By the middle of August Mallory and Bullock, who had by this time been joined by Morshead, found what they had been looking for, a breach in the mountain’s defences.  On 18 August  they spotted from their point on the Kharta Glacier the East Rongbuk Glacier which ran north under the north-east face of Everest.  A month later the weather, which had been stormy and made climbing impossible, cleared to give them another chance at the peak.  Towards the end of September they ferried stores and made a camp at 22,000ft below the Col that Mallory had christened the North Col.  Once again the weather was against them, this time in the nature of a ferocious wind which impeded their progress and forced them to descend.  Nevertheless, the climbing route for the summit had been spotted and Mallory wrote to Ruth, ‘It is a disappointment, there is no getting over it, that the end should seem so much tamer than I hoped … As it is we have established the way to the summit for anyone who cares to try the highest adventure.’

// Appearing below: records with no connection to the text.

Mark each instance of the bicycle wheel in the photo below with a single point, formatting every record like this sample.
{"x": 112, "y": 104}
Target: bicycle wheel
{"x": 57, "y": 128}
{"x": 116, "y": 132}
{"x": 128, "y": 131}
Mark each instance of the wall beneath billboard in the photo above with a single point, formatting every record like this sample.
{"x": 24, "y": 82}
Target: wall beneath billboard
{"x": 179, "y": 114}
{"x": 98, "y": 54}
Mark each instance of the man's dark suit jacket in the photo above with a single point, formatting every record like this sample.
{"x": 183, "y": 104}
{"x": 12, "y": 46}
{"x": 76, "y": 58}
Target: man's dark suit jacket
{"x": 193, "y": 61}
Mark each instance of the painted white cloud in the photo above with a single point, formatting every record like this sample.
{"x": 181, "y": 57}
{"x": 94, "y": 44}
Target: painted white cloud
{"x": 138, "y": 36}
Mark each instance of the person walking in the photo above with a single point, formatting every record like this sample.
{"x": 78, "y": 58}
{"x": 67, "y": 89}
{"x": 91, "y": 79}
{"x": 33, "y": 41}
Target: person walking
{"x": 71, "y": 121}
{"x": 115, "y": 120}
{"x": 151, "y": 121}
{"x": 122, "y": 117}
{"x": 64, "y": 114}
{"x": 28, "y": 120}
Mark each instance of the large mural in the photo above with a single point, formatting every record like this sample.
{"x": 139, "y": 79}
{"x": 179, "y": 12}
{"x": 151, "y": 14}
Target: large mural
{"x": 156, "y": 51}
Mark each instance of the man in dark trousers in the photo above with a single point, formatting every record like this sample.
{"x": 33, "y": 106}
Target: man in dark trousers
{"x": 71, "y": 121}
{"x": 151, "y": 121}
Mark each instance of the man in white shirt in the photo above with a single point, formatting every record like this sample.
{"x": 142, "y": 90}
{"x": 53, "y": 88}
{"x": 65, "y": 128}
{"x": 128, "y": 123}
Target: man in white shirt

Despite his mixed feelings Mallory was forced to admit that several valuable lessons had been learned from the 1921 reconnaissance expedition.  One of the principal lessons was that they had approached the mountain at the wrong season, that is to say during the monsoon.  It was soon realized, and is now taken for granted, that the best season for climbing Everest is in the Spring, after the winter cold has lessened and before the monsoon has begun.  The reconnaissance mission had, in general terms, been a success.  A possible route up the mountain, to the North Col at least, had been established and there was great optimism within the Mount Everest Committee that a substantial attack on the mountain in the spring of 1922 might well lead to success.

With extraordinary energy and efficiency, an expedition was put together for the spring of 1922 under the leadership of Gen. Charles Bruce.  On account of his age Bruce would not be considered a member of the climbing party but he was a valuable member of the team nevertheless as his own experiences in the Himalaya were considerable.  He was charged with the responsibility of directing operations, organizing the expedition and, in particular, collecting local porters and enthusing them with an
esprit de corps
, a task for which he was most admirably suited.  Charles Bruce was described by many of his contemporaries as a boy at heart.  He was widely credited with having introduced shorts to the British Army, believing them to be less of an obstacle to climbing and scrambling over rough ground than trousers which were so easily holed at the knee.  His humour was school-boyish and it endeared him greatly not only to his fellow team members but also to the Sherpas with whom he dealt with firmness but affection.  The dispatches he wrote for the Times were frequently laced with repartie and his telegrams to the Mount Everest Committee were sometimes considered to be too flippant.